My next steps will be trying to use DragonFlyBSD’s DRM drivers or OpenBSD’s. Their APIs have diverged significantly from FreeBSD’s, though, so it may be the case that modifying our compatibility layer to work with them is more work than writing a Linux compatibility layer from scratch … in which case I may wind up just doing that; and if so, it will mean a much more (months) development time required than these routes. So I really just don’t know what will happen, at this point.

But one benefit that did come from the otherwise-abandoned modifications to the FreeBSD layer was the fixes to performance & battery life issues last week, as well as the addition of 10Gb Ethernet drivers from the week before. So it wasn’t for nothing.


Well I think hammish wen’t down this road before… and ended up just saying to heck with it and starting writing a Haiku dedicated Linux compat layer… which he never finished.
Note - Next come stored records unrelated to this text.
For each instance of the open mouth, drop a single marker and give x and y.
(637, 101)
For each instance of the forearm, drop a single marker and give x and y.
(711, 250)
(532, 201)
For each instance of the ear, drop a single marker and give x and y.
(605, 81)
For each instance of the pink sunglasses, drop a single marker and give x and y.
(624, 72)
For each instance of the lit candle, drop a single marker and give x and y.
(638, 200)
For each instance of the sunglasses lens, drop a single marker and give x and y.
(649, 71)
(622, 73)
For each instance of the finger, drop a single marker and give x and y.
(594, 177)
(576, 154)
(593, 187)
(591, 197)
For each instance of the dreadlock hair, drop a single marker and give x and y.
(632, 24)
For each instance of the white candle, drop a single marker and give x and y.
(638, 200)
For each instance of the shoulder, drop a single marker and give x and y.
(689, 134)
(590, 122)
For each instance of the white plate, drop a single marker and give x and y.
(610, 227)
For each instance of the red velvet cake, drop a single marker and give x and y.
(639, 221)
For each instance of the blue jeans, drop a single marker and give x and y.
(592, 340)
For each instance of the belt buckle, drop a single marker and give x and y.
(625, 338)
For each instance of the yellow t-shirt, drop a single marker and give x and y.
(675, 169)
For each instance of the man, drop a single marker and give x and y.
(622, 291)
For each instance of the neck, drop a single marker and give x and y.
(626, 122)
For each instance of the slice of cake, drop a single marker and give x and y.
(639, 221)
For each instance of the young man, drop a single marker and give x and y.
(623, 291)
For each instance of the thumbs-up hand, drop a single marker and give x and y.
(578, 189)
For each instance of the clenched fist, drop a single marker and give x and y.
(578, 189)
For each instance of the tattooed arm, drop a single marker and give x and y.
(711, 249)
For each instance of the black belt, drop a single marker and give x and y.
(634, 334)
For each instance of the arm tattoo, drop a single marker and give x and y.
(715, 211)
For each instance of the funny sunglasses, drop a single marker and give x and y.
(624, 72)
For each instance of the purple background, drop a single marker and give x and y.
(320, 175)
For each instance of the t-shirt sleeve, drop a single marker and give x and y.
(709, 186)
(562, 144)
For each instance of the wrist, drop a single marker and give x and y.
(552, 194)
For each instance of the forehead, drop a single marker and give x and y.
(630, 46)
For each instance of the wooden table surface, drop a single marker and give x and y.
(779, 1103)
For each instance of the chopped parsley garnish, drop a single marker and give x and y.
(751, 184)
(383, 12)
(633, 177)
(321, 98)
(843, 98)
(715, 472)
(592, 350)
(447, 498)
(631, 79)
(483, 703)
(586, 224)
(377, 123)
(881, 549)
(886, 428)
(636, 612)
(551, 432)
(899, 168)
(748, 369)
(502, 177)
I am sorry wasn’t my intention, i was just thinking about what can be in this moment important enough for, i understand it could beggin soon but maybe is a missunderstand, sorry.


With the current system work so nicely on most of the libs (with some linux files lacking) i think this would help a lot on the porting side. :+1:


Don’t worry, Hamish’s work is not lost and is safely backed up in Gerrit:

It can be used as a base for whoever wants to work on this next.